Of note, when considering the location of fractures, all three subtrochanteric fractures had a radiolucent line and failed a 3-month trial of conservative management, while only 4 of 11 shaft fractures did not heal. This may indicate that the location of the atypical fracture could impact its progression.

Teriparatide is the only anabolic agent that has been FDA-approved for the treatment of postmenopausal osteoporosis [19]. Two recent randomized clinical trials suggested a role for PTH in accelerating fracture healing in postmenopausal women [2, 30]. In a rat stress fracture model, PTH was found to counter bisphosphonates by increasing bone resorption along the fracture line and initiating intracortical bone formation. In addition to significantly accelerating the repair of the stress fracture, PTH also enhances the mechanical properties of bone following fatigue loading [33]. These data correspond to a prior case report, by Gomberg et al. [16], where teriparatide was used to heal a bisphosphonate-associated incomplete atypical femoral fracture. Our series suggests that treatment with teriparatide can be successful in fractures without a radiolucent line, but may not achieve complete clinical and radiographic healing after 3 months in those stress fractures with a dreaded black line. Only two of the eight patients with a radiolucent line that were treated with teriparatide demonstrated clinical and radiographic healing and did not require surgery. It is possible that these fractures require a longer duration of therapy with teriparatide than 3 months to achieve complete healing. Our series only extends to 3 months of teriparatide therapy due to patients’ choice of early weight-bearing status and concerns about progression to complete fracture.
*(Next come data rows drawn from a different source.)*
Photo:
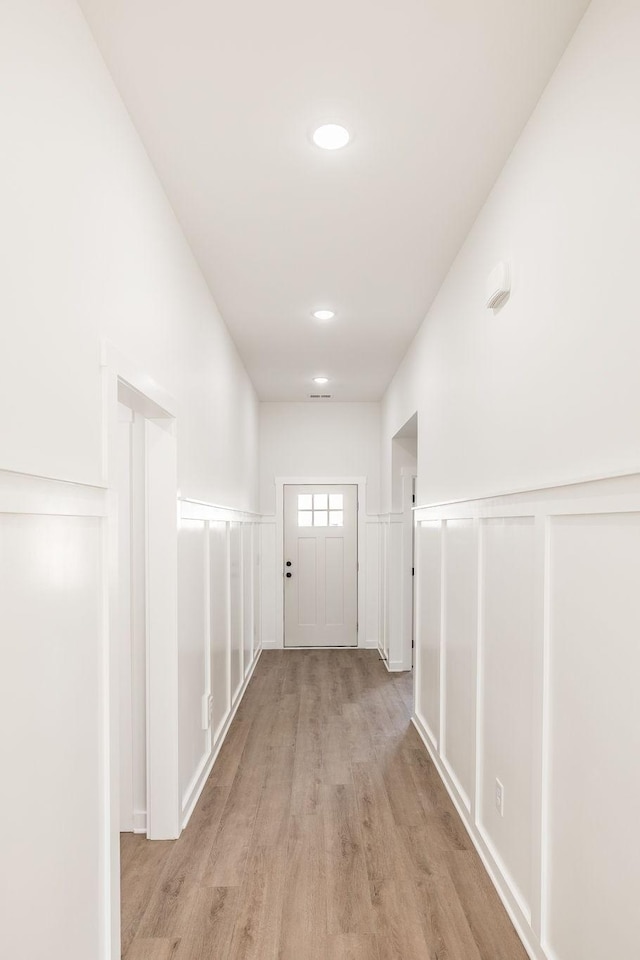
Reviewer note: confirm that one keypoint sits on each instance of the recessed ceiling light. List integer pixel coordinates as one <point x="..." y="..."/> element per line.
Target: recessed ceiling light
<point x="331" y="136"/>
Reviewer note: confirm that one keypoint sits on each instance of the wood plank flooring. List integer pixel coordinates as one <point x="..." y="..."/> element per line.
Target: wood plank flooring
<point x="323" y="833"/>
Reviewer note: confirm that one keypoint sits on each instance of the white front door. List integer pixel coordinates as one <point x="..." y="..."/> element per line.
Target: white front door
<point x="321" y="565"/>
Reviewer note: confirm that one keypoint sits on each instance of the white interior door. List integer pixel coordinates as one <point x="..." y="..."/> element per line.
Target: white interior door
<point x="321" y="565"/>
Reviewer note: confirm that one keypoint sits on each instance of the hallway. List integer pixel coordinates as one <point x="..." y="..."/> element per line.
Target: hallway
<point x="323" y="833"/>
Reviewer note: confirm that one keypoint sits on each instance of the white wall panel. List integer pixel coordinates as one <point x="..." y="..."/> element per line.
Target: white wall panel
<point x="219" y="558"/>
<point x="372" y="584"/>
<point x="247" y="594"/>
<point x="428" y="633"/>
<point x="219" y="622"/>
<point x="506" y="694"/>
<point x="268" y="585"/>
<point x="550" y="577"/>
<point x="459" y="653"/>
<point x="192" y="632"/>
<point x="236" y="608"/>
<point x="50" y="735"/>
<point x="592" y="851"/>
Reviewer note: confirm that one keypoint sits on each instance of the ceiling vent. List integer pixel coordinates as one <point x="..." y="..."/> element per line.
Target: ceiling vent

In this study, as in a prior case report [16], the baseline NTX level in patients without a concurrent complete fracture is in the lower quartile of the reference range. This may reflect a state of severely suppressed bone turnover compatible with the histomorophometric analysis of Odvina et al. Relatively few reports have included bone turnover markers, and in the majority of cases, they did not suggest oversuppression of bone turnover, as they were measured after complete atypical femoral fractures had occurred [1, 23, 28, 29, 36]. Complete fractures have been shown to significantly increase bone turnover markers, so patients in our study with concurrent complete fractures would have a misleadingly elevated NTX value [18]. The change in the NTX levels during treatment in our series of patients initially increases and then decreases, indicating an initial phase of bone resorption when teriparatide treatment is initiated. The stimulation of osteoclast resorption along existing fracture lines is an important step in the process of stress fracture healing [16]. The pre-existing suppression in some patients and mild increase in BSAP after teriparatide treatment is indicative of a blunted bone formation response. With the limited number of patients in our study, we were not able to identify differences in the behavior of bone markers between patients that did and did not heal.
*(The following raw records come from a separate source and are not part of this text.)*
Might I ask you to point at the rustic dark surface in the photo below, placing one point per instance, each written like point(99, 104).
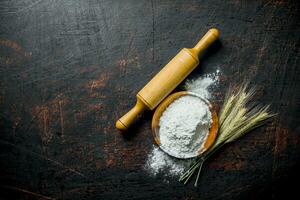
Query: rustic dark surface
point(70, 68)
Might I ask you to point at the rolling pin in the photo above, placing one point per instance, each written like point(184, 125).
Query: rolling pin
point(165, 81)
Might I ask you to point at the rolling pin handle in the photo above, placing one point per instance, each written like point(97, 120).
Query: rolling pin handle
point(124, 122)
point(206, 40)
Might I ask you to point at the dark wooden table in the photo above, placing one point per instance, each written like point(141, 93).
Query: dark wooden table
point(70, 68)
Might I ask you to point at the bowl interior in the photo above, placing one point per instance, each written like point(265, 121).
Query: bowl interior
point(161, 108)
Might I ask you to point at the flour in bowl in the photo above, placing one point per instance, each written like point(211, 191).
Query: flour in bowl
point(184, 126)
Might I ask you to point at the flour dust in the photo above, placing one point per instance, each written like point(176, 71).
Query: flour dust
point(158, 162)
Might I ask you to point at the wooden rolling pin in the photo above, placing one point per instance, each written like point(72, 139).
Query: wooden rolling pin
point(163, 83)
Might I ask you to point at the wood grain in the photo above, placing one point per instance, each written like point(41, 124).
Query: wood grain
point(69, 68)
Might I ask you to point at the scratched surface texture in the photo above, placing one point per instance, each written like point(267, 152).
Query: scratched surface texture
point(69, 69)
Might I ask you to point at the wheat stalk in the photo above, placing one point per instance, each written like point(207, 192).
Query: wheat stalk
point(236, 118)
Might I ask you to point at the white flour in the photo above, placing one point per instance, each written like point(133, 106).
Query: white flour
point(160, 162)
point(184, 126)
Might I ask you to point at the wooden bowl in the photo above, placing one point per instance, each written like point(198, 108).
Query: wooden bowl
point(161, 108)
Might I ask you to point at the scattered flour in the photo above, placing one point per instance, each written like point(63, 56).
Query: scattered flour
point(160, 162)
point(184, 126)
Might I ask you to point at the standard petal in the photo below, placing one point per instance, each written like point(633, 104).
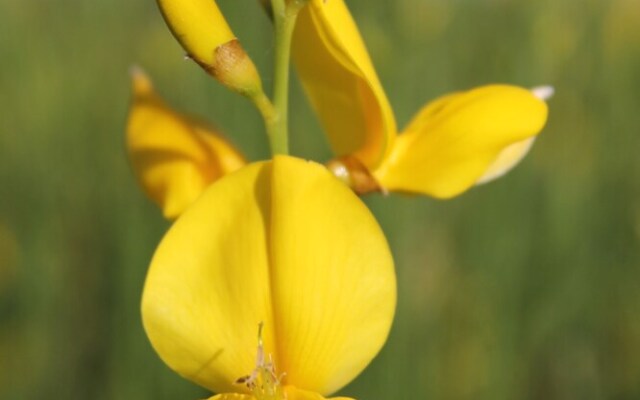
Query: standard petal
point(291, 392)
point(332, 278)
point(232, 396)
point(175, 158)
point(458, 140)
point(337, 74)
point(281, 242)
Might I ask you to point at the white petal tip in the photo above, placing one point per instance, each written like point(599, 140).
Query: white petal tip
point(543, 92)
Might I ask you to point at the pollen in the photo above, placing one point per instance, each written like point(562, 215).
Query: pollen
point(264, 383)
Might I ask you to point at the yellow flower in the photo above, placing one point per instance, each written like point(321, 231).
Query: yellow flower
point(173, 156)
point(281, 242)
point(455, 142)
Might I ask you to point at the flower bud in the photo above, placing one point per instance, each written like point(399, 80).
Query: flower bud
point(203, 32)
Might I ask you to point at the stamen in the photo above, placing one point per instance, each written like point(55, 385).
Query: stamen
point(263, 382)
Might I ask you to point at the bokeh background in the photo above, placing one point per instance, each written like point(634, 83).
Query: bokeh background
point(527, 288)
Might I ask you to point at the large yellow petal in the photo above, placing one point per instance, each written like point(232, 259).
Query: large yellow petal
point(282, 242)
point(174, 157)
point(291, 392)
point(337, 74)
point(457, 141)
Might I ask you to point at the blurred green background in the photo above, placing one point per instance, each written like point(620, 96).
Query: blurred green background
point(527, 288)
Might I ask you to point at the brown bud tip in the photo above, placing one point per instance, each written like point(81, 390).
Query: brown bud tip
point(234, 69)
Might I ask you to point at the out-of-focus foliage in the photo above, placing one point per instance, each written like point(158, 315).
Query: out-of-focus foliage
point(526, 288)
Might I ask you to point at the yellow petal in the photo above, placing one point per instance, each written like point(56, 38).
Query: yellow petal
point(174, 158)
point(453, 142)
point(507, 159)
point(282, 242)
point(337, 74)
point(232, 396)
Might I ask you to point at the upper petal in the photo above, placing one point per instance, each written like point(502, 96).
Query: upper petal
point(281, 242)
point(291, 392)
point(337, 74)
point(174, 157)
point(457, 141)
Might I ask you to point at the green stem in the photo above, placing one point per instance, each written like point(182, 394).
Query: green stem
point(285, 19)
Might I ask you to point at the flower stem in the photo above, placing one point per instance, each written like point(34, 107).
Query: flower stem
point(285, 19)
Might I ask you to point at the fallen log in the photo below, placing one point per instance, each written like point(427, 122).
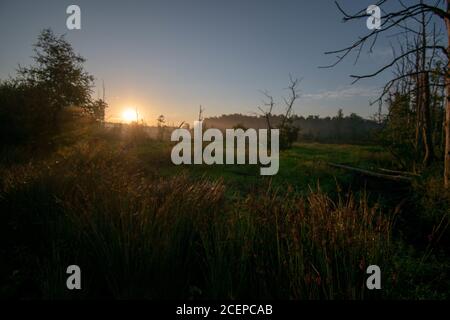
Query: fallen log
point(404, 173)
point(371, 173)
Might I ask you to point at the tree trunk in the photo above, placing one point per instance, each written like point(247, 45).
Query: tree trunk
point(426, 117)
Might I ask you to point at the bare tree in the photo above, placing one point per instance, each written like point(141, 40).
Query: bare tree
point(269, 103)
point(396, 19)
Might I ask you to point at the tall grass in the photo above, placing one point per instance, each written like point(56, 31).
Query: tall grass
point(136, 234)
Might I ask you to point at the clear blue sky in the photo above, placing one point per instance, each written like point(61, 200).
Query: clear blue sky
point(168, 57)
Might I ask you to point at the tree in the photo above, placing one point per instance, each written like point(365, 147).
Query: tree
point(59, 72)
point(398, 19)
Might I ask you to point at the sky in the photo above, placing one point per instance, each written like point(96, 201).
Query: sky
point(168, 57)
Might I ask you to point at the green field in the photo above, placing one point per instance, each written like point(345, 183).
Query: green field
point(139, 226)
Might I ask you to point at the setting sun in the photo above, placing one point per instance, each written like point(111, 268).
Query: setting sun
point(129, 115)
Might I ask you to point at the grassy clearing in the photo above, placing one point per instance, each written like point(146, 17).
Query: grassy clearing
point(140, 227)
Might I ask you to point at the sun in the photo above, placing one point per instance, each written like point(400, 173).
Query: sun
point(129, 115)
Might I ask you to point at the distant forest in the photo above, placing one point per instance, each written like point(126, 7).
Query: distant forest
point(351, 129)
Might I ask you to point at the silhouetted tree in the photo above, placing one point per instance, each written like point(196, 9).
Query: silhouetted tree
point(59, 72)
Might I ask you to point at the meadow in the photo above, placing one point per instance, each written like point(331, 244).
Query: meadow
point(140, 227)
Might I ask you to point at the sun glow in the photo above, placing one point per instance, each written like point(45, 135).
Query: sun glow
point(129, 115)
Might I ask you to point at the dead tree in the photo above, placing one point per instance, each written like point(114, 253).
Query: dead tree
point(267, 113)
point(394, 20)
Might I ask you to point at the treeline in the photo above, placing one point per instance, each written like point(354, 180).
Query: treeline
point(37, 101)
point(351, 129)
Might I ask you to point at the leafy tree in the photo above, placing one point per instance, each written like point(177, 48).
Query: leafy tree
point(59, 72)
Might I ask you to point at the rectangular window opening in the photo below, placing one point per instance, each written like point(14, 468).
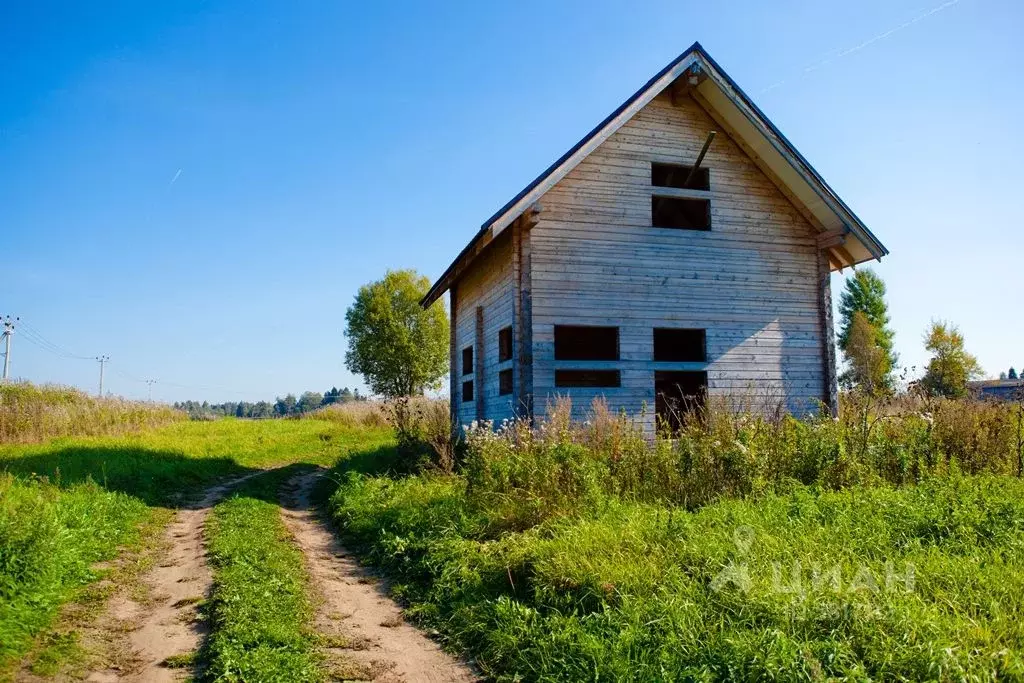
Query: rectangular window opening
point(505, 344)
point(678, 345)
point(588, 378)
point(680, 214)
point(674, 175)
point(576, 342)
point(505, 382)
point(677, 396)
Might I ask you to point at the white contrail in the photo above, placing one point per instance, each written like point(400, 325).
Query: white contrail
point(881, 36)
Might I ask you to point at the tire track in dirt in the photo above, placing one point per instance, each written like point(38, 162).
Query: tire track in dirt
point(164, 623)
point(366, 635)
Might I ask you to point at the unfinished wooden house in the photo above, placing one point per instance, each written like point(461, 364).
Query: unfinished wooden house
point(681, 249)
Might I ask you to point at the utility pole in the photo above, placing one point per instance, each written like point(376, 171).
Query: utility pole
point(8, 332)
point(101, 359)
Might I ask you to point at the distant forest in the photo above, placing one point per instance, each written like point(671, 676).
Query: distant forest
point(309, 400)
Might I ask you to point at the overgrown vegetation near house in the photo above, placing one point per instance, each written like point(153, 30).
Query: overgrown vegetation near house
point(30, 414)
point(887, 546)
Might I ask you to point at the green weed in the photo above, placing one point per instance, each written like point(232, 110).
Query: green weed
point(259, 612)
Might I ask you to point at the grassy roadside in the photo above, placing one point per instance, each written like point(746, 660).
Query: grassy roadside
point(72, 503)
point(809, 584)
point(50, 540)
point(259, 613)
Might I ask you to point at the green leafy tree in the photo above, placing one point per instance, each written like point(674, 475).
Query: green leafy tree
point(397, 346)
point(865, 293)
point(868, 367)
point(286, 406)
point(951, 367)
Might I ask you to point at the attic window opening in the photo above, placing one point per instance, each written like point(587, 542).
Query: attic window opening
point(674, 175)
point(577, 342)
point(680, 345)
point(680, 214)
point(505, 382)
point(588, 378)
point(505, 344)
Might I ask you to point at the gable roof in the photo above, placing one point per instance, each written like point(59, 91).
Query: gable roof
point(747, 124)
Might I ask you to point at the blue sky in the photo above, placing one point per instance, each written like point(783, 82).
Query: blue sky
point(198, 188)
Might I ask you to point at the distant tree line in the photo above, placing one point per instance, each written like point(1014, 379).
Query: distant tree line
point(866, 342)
point(289, 404)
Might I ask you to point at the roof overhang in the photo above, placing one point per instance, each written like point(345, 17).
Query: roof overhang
point(844, 236)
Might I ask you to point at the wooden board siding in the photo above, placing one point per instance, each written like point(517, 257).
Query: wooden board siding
point(752, 281)
point(489, 285)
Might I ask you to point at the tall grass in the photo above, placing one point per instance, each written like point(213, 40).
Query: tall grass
point(50, 537)
point(921, 583)
point(30, 413)
point(351, 414)
point(561, 465)
point(884, 545)
point(72, 502)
The literature is still lacking evidence to identify an optimum management strategy for bisphosphonate-associated incomplete atypical femoral fractures. Our study provides further evidence that fractures with a radiolucent line appear to be more likely to fail a short course of conservative management and require surgical prophylaxis. In addition, teriparatide treatment may hold promise in promoting healing in fractures without a radiolucent line. Unfortunately, fractures with a radiolucent line may require longer duration of treatment than the 3 months given in our series. The management approach described in this study has the potential to both prevent progression to complete fracture and help define when surgical intervention is required.